Стивен Кинг - Возрождение
Женщина с катарактой заявила, что прозрела. В ярком свете казалось, что молочная пленка и в самом деле исчезла с ее глаз. Чья-то скрюченная рука распрямилась. Вопящий младенец с пороком сердца прекратил вопить, словно его выключили. Мужчина, вышедший на сцену на костылях, с опущенной головой, сорвал с шеи ортез и отбросил костыли. Женщина с хронической обструкцией легких сорвала с себя кислородную маску. Она объявила, что может свободно дышать, и груз, давивший ей на грудь, исчез.
Многие случаи исцеления трудно было проверить, и весьма вероятно, что некоторые из них были подсадками. Например, мужчина с язвой, который утверждал, что у него впервые за три года прошла боль в животе.

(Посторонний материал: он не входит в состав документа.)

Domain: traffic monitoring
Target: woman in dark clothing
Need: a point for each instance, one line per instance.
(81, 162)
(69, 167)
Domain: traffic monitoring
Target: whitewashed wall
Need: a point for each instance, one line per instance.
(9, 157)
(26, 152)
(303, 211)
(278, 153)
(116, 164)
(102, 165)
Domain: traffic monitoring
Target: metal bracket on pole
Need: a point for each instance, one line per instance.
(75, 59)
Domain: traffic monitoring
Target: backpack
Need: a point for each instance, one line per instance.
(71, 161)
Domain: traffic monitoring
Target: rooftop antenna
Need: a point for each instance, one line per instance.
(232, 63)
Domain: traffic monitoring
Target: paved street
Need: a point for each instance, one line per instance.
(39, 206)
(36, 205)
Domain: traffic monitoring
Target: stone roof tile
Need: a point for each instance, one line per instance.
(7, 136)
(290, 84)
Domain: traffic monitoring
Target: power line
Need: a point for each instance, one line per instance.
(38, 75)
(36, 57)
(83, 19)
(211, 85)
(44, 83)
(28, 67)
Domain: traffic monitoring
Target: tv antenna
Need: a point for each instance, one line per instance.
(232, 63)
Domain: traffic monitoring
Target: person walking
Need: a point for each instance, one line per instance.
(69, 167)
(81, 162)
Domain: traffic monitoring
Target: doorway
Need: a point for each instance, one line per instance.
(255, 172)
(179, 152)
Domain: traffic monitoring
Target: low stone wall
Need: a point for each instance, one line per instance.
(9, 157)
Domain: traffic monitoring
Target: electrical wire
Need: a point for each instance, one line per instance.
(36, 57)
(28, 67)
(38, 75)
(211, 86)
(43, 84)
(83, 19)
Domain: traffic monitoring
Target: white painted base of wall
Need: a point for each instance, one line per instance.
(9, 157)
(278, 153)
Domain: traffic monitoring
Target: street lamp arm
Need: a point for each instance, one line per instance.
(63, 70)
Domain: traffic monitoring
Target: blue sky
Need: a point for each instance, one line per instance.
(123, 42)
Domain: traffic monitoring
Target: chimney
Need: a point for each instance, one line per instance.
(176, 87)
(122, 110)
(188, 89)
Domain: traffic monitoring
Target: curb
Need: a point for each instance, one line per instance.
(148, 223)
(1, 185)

Или женщина с диабетом, — одна нога ампутирована ниже колена, — которая сказала, что снова чувствует свои ладони и пальцы на оставшейся ноге. Пара человек, страдавших от хронических мигреней, заявили, что боль у них прошла, хвала Господу, совсем прошла.
Я все равно записал их имена и города и штаты, из которых они приехали, — если они их называли. Бри Донлин хорошо работала, она заинтересовалась проектом, и я хотел дать ей как можно больше материала.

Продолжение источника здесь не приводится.